This was sent out Wednesday on the Society of Daisy yahoo group (bunch of older recreational wargamers more into imagi-nations…). IIRC, the original tile floor was in the building next to the ENEWS site, was covered with picnic tables and had a coke machine behind the speaker… Would have loved to have been there for this game!
05/11/2016
Wargaming the Centennial of the Battle of Jutland
The May 31st, 1916 encounter between the Royal Navy and the Kaiser’s Grand Fleet of Jutland may well be the single most analyzed naval battle in history. For certain, it influenced the thinking of tacticians and strategists in Great Britain, Germany, and not least in the US Navy.
To commemorate the centennial of the largest naval battle of World War I, the US Naval War College yesterday recreated the battle using wargaming techniques used in the period between World War I and II.
NEWPORT, R.I. – A U.S. Naval War College (NWC) wargame based on a real World War I battle that had been studied intensely by World War II military leaders, such as Fleet Admirals Chester W. Nimitz, Ernest J. King and William F. Halsey, was reenacted at the school, May 10.
The game employed the same methods and technology used a century ago to understand the maritime strategy and tactics in the 1916 World War I maritime encounter known as, the Battle of Jutland.
The Battle of Jutland was fought between Great Britain and Germany off the coast of Denmark and was the largest maritime engagement of World War I. The encounter was studied closely during the time between the two world wars at NWC and was the basis for much of the naval strategy used in World War II.
“The idea here was to put together a memorial event that would commemorate the centenary of Jutland but at the same time highlight what that battle meant to the Naval War College and our education efforts,” said Rear Adm. P. Gardner Howe III, president NWC. “It created an experience that tied us to our past while getting us to think about our future. It exceeded my expectations.”
(U.S. Navy photo by Chief Mass Communication Specialist James E. Foehl/Released)
Video of the wargame will be released on May 31, the 100th anniversary of the battle at the Naval War College’s Facebook page.
In The Two Ocean War, Samuel Elliot Morrison talks quite a bit about how the NWC in the interwar era transformed from a sleepy little school where not much of anything of consequence was done, to an intellectual powerhouse that fundamentally helped shape the US Navy’s strategy in World War II, particularly in the Pacific theater.

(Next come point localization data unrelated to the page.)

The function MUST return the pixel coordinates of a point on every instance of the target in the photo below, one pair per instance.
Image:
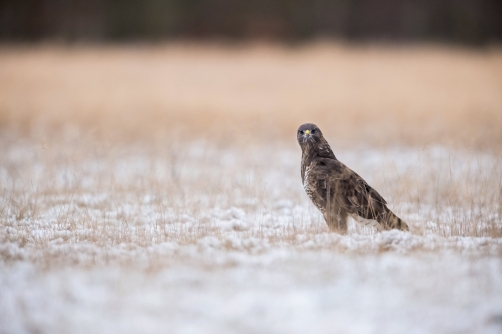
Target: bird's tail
(390, 221)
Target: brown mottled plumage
(336, 190)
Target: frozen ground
(196, 238)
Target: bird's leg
(336, 219)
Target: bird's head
(309, 134)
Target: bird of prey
(336, 190)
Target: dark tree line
(460, 21)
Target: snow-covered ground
(196, 238)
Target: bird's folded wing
(347, 189)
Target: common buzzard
(336, 190)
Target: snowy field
(192, 237)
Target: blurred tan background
(401, 73)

The prime tool NWC used was wargaming. First, future fleet leaders would wargame a battle from the past, learning in the process how and why leaders often made the decisions they did. Building on that experience, the school could then construct scenarios that the fleet was likely to encounter in the future, and explore possible courses of action, gleaning the strengths and weaknesses of the various plans.
After the war, one admiral remarked that nothing happened in the Pacific that hadn’t been gamed out to some degree before the war, with the exception of the Kamikaze attacks of the last year of the war.